Zum Film: Drehbücher sind immer Goldschätze und große Geheimnisse. Ein berühmter, weltweit agierender Berliner Produzent wollte schon unsere Arbeit für mehrere Millionen erwerben und im persönlichen Gespräch allein zwanzig Millionen Euro aus seinem Privatvermögen zur ersten Stufe der Realisierung einsetzen – so fasziniert war er von dem Stoff, mit dem er sich schon vier Jahre lang beschäftigt hatte, aber an Peter Reich, Eva und die anderen nicht herankam. Das ist die Filmwelt.

Die war mir auch fremd, und da habe ich viel Neues kennen gelernt. Nach vielen durchgespielten Varianten beginnt „Creation“ 1934 mit Reichs Ausschluss aus der „Internationalen Psychoanalytischen Vereinigung“ und begleitet Reich unter minutiöser, detailreicher Entwicklung von Dänemark und Norwegen in die USA. “Creation“ beinhaltet Unmengen an Originalzitaten, notariell abgesicherten Szenen aus Myron Sharafs, Ilse Ollendorf-Reichs und Peter Reichs Biographien sowie mündlichen Mitteilungen.

Auch Eva Reichs Unterrichtungen spielen eine große Rolle und das unveröffentlichte „Second Book of Dreams“ Peter Reichs. Es wird ein Spielfilm, der sich aber mit Ausnahme dramaturgischer Elemente ganz an dem wirklich Geschehenen orientiert. Ein Mittelpunkt wird das Gerichtsverfahren bilden. Der Film endet mit Reichs Tod im Gefängnis; hier arbeiten wir viel mit dem Material „USA against Wilhelm Reich“ des kürzlich verstorbenen Jerome Greenfield und Peter Reichs „A Book of Dreams“.

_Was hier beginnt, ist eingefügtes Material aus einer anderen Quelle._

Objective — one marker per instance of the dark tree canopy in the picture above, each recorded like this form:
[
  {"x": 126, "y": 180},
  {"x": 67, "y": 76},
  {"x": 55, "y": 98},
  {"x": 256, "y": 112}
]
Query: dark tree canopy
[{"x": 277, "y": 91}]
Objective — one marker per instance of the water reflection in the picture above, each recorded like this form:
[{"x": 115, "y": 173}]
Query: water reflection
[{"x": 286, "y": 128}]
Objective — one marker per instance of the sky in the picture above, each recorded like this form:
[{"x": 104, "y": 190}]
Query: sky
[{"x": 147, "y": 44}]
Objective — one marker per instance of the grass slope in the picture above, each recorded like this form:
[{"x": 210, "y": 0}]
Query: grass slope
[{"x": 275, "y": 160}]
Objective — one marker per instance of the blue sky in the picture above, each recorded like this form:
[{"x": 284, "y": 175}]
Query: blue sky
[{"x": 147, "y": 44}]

W: Und wer wird die Hauptrolle spielen?

H: Nach langer Überlegung haben wir uns für Wolfram Ratz entschieden… Und als Abschluss-Song kommt „Heroes“ oder „Welcome to Reality“ von David Bowie. Nun beginn mal schön mit dem Schauspielunterricht…

W: Am besten wendest Du Dich in dieser Angelegenheit an meinen Sekretär, der Dir auch meine Bankverbindung bekanntgeben wird.